The peacetime government won't back such an outlandish project, however, so Thayer approaches aeronautics tycoon Jim Barnes (Archer). Barnes is skeptical at first, but Thayer wins him over with the same arguments Barnes later uses on his fellow industrialists. Not only is the moon easier to reach than one might think, Barnes tells them, it's also a national imperative. There's no way to stop a missile attack from the moon, he warns. Whoever controls the moon controls Earth.
Industry responds with gusto, privately funding a major rocket program led by Barnes, Cargraves, and Thayer. Before long, a sleek, silver rocket--humanity's ultimate manufacturing achievement--towers over the New Mexican plateau. Thwarted at the last moment by propaganda-incited public opposition and red tape, Barnes decides they must launch immediately or not at all. There's one last hitch: their radio man is laid up, so they must take a contractor, Sweeney (Wesson), who's certain the whole scheme is "all wet."
Nonetheless, and to Sweeney's amazement, they make it into space. En route the crew even performs a spacewalk to fix an antenna, though they nearly lose Cargraves in the process. But a miscalculation compels them to use too much fuel for their landing. Now, having finally reached their goal (and having claimed the moon for America), they face the dismal prospect of not being able to get everyone back to Earth. There seems to be only one solution--someone has to stay behind.
"The thing won't woik!"
Destination Moon and the novel it's supposed to be based on, Rocketship Galileo, have exactly two things in common: the last name of one of the characters (Cargraves) and a trip to the moon.

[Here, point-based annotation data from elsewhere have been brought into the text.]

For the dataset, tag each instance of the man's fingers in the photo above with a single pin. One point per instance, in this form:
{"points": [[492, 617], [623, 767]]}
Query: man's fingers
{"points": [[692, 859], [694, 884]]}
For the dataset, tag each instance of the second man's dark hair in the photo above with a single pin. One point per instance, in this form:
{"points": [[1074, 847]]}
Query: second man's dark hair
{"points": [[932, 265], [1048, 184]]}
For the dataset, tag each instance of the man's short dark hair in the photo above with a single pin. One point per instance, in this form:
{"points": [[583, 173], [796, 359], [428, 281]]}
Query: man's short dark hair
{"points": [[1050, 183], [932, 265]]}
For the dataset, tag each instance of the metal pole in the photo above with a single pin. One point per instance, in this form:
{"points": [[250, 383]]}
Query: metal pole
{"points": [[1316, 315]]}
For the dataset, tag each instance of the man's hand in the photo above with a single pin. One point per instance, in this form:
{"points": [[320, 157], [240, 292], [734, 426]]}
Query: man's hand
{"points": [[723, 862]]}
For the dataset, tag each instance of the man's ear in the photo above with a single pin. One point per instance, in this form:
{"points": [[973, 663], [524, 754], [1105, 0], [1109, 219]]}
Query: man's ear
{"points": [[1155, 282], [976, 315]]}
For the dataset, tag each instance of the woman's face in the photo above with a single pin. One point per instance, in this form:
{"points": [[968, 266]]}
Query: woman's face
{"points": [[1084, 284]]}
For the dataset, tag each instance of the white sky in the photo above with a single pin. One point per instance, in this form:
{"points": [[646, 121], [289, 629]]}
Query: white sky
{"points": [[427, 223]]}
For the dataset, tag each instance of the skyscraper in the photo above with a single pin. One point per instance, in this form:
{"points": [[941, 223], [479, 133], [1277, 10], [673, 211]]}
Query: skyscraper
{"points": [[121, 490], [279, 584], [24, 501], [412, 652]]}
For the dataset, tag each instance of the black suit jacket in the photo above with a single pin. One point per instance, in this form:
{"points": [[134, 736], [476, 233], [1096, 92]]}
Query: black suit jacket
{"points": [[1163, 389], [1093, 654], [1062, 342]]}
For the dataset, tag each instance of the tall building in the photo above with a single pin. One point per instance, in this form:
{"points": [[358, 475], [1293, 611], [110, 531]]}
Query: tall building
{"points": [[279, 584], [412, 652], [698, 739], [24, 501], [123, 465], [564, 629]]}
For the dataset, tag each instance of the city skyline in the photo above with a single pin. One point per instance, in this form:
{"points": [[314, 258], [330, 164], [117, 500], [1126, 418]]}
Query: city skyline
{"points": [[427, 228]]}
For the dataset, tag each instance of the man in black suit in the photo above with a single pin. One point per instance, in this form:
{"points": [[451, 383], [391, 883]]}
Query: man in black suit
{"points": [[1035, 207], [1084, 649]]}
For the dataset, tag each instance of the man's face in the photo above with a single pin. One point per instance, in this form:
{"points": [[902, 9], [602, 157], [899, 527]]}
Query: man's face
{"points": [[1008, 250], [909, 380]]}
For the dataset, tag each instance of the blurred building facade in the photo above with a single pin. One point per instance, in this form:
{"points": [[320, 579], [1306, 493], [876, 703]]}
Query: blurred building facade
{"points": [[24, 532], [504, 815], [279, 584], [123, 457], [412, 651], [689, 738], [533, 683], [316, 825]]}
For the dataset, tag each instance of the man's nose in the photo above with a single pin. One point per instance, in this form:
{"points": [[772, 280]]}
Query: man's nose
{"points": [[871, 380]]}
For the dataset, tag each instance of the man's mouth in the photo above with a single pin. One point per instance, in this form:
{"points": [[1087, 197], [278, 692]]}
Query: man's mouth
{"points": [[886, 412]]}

Rocketship Galileo was breezy, escapist SF pulp in which aw-shucks teenagers took a lark in outer space. Destination Moon, on the other hand, was conceived with a great and noble purpose: to convince everyday Americans that humanity can--and must--go to the moon. With the book's space Nazis cleverly generalized into whatever inimical power viewers care to think of, the film pounds home both the feasibility of going and the danger of not going. It frantically attacks contemporary skepticism, bringing in one doubting Thomas after another to be won over--to the point of including one in the crew in the form of Brooklyn bumpkin Sweeney ("General, the next time you tell me you can get to the moon, I'll believe you!"). The filmmakers even hired Woody Woodpecker to talk down to the audience about basic physics.
American boosterism
In 1950 there may have been a need for missionary zeal on behalf of the unborn space program, but today most of Destination Moon has the appeal of an especially earnest industrial arts snoozer ("Only American industry can do this job!"). Since this is a George Pal film, there's one obvious exception: The moonscape scenes are strikingly realized by art director George Sawley and beautifully photographed by cinematographer Lionel Lindon (Around the World in Eighty Days). Destination Moon also won an Academy Award for Lee Zavitz's special effects.
Art direction aside, Destination Moon is significant less as entertainment than as an intriguing artifact of pre-Sputnik days, a time of exasperation for those who chafed to launch the Space Age.
The most interesting thing about the film's bland star is the fact that he won his contract (and his screen name) in a radio contest. Born Ralph Bowman, he reportedly edged out Hugh Beaumont for the big prize, an RKO contract--in the name of John Archer.